È ovvio che la Turchia subisce da anni le pressioni del blocco occidentale, tra tentativi di golpe, sostegno al separatismo curdo, debiti crescenti e isolamento geopolitico nel Mediterraneo orientale.
Il mutamento dell’equilibrio mondiale, confermato anche dalle recenti elezioni europee, offre ad Ankara un’opportunità unica. Imbrigliata dal debito e dalla dipendenza dal dollaro, la Turchia ha bisogno di rafforzare i legami con il continente asiatico, non solo in termini di cooperazione economica, ma anche come alleata politica e militare. È in questa prospettiva che si gioca la vera evoluzione strategica del rapporto tra Ankara e Pechino.
Parallelamente, si attende da tempo la visita del presidente cinese Xi Jinping in Turchia, che potrebbe concretizzarsi nel corso di quest’anno. Un tale evento segnerebbe un momento significativo, segnalando una nuova percezione reciproca tra le due capitali.

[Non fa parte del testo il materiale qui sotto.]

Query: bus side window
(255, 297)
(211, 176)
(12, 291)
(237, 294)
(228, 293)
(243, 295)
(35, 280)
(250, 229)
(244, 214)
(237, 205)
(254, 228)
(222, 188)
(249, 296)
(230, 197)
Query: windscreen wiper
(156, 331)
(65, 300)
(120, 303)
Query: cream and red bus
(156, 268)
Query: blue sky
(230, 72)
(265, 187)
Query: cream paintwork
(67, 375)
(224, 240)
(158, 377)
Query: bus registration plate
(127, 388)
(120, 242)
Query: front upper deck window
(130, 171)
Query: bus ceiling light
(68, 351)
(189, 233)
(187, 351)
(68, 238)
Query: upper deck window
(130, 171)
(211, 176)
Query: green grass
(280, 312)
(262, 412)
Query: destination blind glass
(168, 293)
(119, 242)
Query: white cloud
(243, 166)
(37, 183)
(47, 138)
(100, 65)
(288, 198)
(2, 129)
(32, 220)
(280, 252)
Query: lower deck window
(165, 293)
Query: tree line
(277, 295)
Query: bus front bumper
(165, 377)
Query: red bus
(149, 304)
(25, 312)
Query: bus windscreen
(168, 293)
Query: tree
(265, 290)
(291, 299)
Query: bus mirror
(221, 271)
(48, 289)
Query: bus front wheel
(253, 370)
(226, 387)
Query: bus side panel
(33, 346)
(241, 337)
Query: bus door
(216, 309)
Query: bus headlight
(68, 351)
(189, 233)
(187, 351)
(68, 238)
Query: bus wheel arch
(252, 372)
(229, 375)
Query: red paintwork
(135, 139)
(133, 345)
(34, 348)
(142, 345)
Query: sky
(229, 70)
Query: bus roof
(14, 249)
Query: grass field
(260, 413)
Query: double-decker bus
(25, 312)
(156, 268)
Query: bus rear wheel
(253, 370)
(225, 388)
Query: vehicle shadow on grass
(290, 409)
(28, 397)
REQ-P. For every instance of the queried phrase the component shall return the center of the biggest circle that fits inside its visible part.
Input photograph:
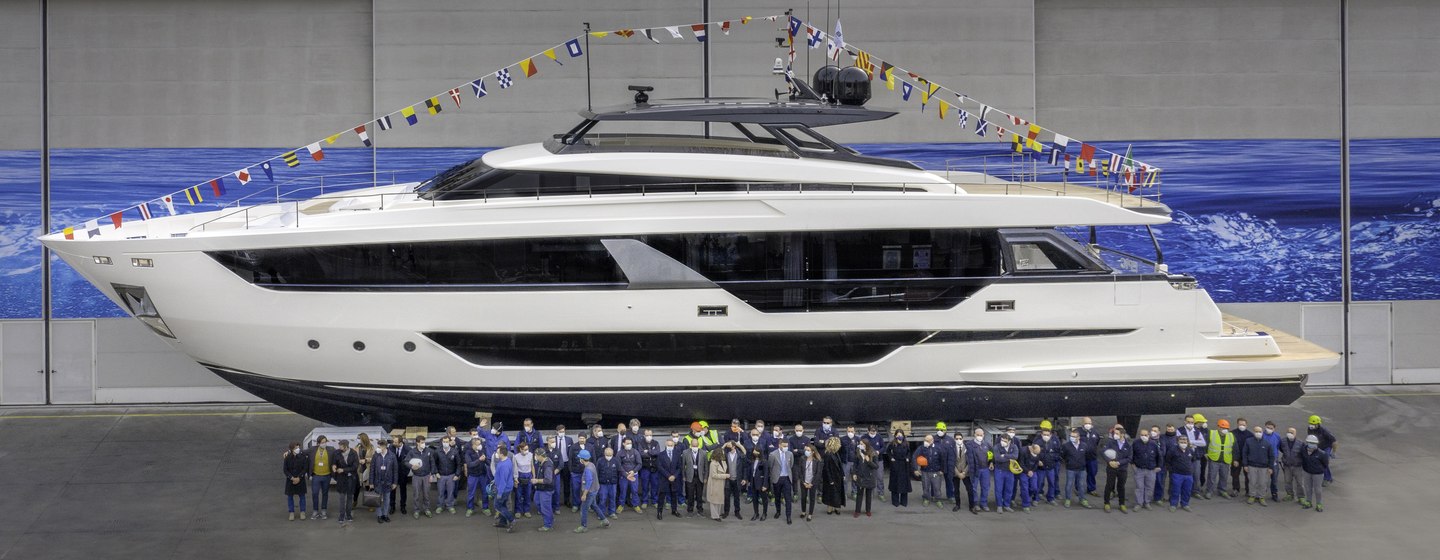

Sul piano globale, entrambi i Paesi potrebbero rafforzare la loro cooperazione all’interno di nuove piattaforme multilaterali alternative all’ordine mondiale centrato sull’Occidente.
Anche nella ricostruzione della Siria, Turchia e Cina potrebbero collaborare in progetti comuni volti a migliorare le condizioni di vita della popolazione, ove il governo di Pechino potrebbe richiedere garanzie alla Turchia in materia di sicurezza. L’influenza turca in Siria d’altronde rappresenta una realtà strategica che Pechino non può ignorare, e va ricordato che la Cina ha ringraziato Ankara per aver facilitato l’evacuazione in sicurezza dei suoi cittadini dalla Siria.
Se, tuttavia, da un lato l’autonomia strategica crescente della Turchia e il suo progressivo allontanamento dall’influenza occidentale sono accolti con favore, dall’altro lato la sua espansione politica, commerciale e culturale – dall’Asia centrale all’Africa orientale e al Sud-est asiatico – potrebbe rappresentare, sul lungo termine, una forma di competizione.
Negli ultimi 25 anni, la Cina ha investito costantemente nei Paesi del Sud globale, cercando di assumerne la leadership. La creazione del Forum di Cooperazione Cina-Africa (FOCAC) nel 2000, del Forum Cina-Stati Arabi (CASCF) nel 2004 e del Forum Cina-CELAC nel 2014 sono tappe fondamentali di questo percorso. Di recente, inquadrature che analizzano le relazioni tra Turchia e Cina attraverso il prisma del Sud globale stanno guadagnando terreno.
Una tale prospettiva potrebbe rafforzare il ruolo di Ankara e Pechino come portavoce dei Paesi in via di sviluppo, favorendo una maggiore sintonia nei consessi internazionali.
Come è noto, le relazioni internazionali non si costruiscono solo attraverso la diplomazia o il commercio. Alla base di legami duraturi tra Stati e popoli c’è l’interazione umana. Il popolo cinese e il popolo turco hanno una significativa differenza che dovrà trovare un terreno comune sufficientemente ampio per poter interagire in un’ottica di successo e prosperità pacifica a lungo termine.